Die werdende Mutter seufzte. „Daniel ist kein Vatertyp. Als ich ihm von dem Baby erzählte, wollte er es zuerst nicht und zog aus unserer Wohnung aus. Wir lebten bis vor zwei Monaten getrennt.‟
„Der gemeine Kerl. Wie konnte er bloß?‟, wetterte Laura. Sie schaltete den Mixer auf die höchste Stufe.
„Lass nur. Er hat diese Zeit gebraucht, um sich darüber klarzuwerden, dass er mich liebt. Und mich gibt es nun mal nur mit Baby‟, nahm Veronika Daniel in Schutz. „Was ist passiert?‟ Laura konnte es sich nur schwer vorstellen, dass ihr Bruder seine Meinung so grundlegend änderte.
„Dein Vater ist gestorben. Sein Tod hat ihm vermutlich vor Augen geführt, wie schlimm es wäre, allein alt zu werden. Einsam zu sterben. Auf jeden Fall kam Daniel danach zu mir und bat mich um Verzeihung. Er hat mich gefragt, ob ich ihn heiraten will, aber da lass ich ihn noch zappeln. Und er schlug vor, dass ich mit ihm nach Österreich komme. Ja, und nun bin ich hier, kenne außer Daniel und Esther keine Menschenseele und werde in weniger als sechs Wochen Mutter. Und ich hab verdammt viel Schiss davor.‟
Laura schaltete den Mixer aus, stellte das Gerät auf und umarmte Veronika. „Ich bin ja auch noch da‟, betonte Laura. Und das war nicht nur so dahergesagt. Es war ein spontanes Hilfs- und Freundschaftsangebot, das Veronika so sehr rührte, dass sie die Tränen kaum unterdrücken konnte.
„Diese blöden Hormone‟, schniefte sie und lächelte Laura zu. „Es ist gut, eine Freundin zu haben. Ich fühl mich etwas verloren in dieser fremden Umgebung.‟ „Aber du hast doch Daniel.‟
Veronikas Blick sprach Bände. „Schon, aber du weißt ja, sein neuer Job. Kinderzimmer herrichten. Er ist einfach rund um die Uhr beschäftigt.‟
Laura nahm Veronikas Hand und drückte sie. „Wenn du jemanden brauchst, dann ruf mich an. Und gleich morgen werde ich shoppen gehen. Schließlich werde ich Tante.‟ Sie lauschte dem Klang ihrer Worte. „Ich werde Tante!‟, jubelte sie. Damit zauberte sie ein Lächeln auf Veronikas Gesicht. Mehr denn je sah sie umwerfend aus. Und mit ihrem Bruderherz würde sie noch ein Hühnchen rupfen, schwor Laura sich. Wo gab es denn sowas, dass ein werdender Vater sich nicht um seine hochschwangere
Freundin kümmern konnte?
„Komm, lass uns den Teig in die Form füllen, sonst wird der Kuchen nie fertig‟, sagte sie zu ihrer neugewonnenen Freundin.

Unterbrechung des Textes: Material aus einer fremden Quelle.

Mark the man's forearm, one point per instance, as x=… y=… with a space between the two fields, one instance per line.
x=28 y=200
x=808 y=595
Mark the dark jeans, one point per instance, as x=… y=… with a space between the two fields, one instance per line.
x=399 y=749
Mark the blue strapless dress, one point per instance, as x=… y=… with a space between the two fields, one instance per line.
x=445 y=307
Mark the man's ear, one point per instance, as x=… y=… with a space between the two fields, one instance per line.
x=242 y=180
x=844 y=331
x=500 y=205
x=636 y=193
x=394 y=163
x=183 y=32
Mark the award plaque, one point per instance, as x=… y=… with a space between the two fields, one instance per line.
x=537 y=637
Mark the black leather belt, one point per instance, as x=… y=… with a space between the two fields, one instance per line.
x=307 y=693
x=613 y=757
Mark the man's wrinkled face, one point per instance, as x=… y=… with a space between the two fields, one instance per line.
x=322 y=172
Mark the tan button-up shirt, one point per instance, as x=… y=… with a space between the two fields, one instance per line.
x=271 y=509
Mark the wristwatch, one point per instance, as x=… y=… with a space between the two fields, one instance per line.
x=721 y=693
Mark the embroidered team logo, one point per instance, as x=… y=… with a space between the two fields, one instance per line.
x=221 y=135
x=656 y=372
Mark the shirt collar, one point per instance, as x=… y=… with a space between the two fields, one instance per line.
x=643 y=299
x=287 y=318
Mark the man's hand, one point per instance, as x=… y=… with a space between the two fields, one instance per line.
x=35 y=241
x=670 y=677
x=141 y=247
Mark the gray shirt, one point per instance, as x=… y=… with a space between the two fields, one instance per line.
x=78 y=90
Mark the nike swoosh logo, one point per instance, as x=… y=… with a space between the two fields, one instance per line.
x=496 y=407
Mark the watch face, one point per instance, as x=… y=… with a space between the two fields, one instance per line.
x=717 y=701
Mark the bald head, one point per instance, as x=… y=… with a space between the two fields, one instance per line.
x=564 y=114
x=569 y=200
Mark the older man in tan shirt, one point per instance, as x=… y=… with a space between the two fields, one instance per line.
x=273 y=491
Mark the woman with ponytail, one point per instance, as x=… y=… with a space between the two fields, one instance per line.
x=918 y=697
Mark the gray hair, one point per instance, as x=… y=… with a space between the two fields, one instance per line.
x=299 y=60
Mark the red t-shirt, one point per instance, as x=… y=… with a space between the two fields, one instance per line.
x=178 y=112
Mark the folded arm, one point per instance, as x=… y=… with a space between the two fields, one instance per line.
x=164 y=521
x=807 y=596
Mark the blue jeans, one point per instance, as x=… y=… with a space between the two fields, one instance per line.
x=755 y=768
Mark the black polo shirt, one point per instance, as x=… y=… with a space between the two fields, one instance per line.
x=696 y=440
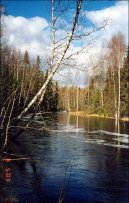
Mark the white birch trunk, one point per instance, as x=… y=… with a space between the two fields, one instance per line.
x=57 y=65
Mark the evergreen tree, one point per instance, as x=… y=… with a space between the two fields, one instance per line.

„Das wäre schlimm. Ich hab schon wieder Hunger. Und Kuchen liebe ich‟, meinte Veronika und tauchte ihren Finger in den Teig, um ihn abzuschlecken.
Bald sahen sie aus wie zwei kleine Kinder. Sie naschten vom Kuchenteig, ihre Finger klebten und ihre Münder nicht weniger. Lauras Telefon vibrierte. Mit spitzen Fingern nahm Laura es vom Küchentisch, und hob ab.
Es war Heinz. Er meinte, sie würden sich nicht im Kommissariat sondern im „Traviata‟ treffen.
Unter anderen Umständen wäre Laura froh gewesen, eine gute Ausrede zu haben, möglichst schnell zurück in die Stadt zu fahren. Aber heute wollte sie nicht mehr an tote Babys denken. Nicht an Taufkleider und Lilien. Schon gar nicht wollte sie Helmut Wagner sehen. Sollten Heinz und er doch die Besprechung ohne sie machen. Laura lächelte in sich hinein. Im „Traviata‟? Einem italienischen Restaurant? Welches hätte je Esther Campellis Kochkünste übertreffen können?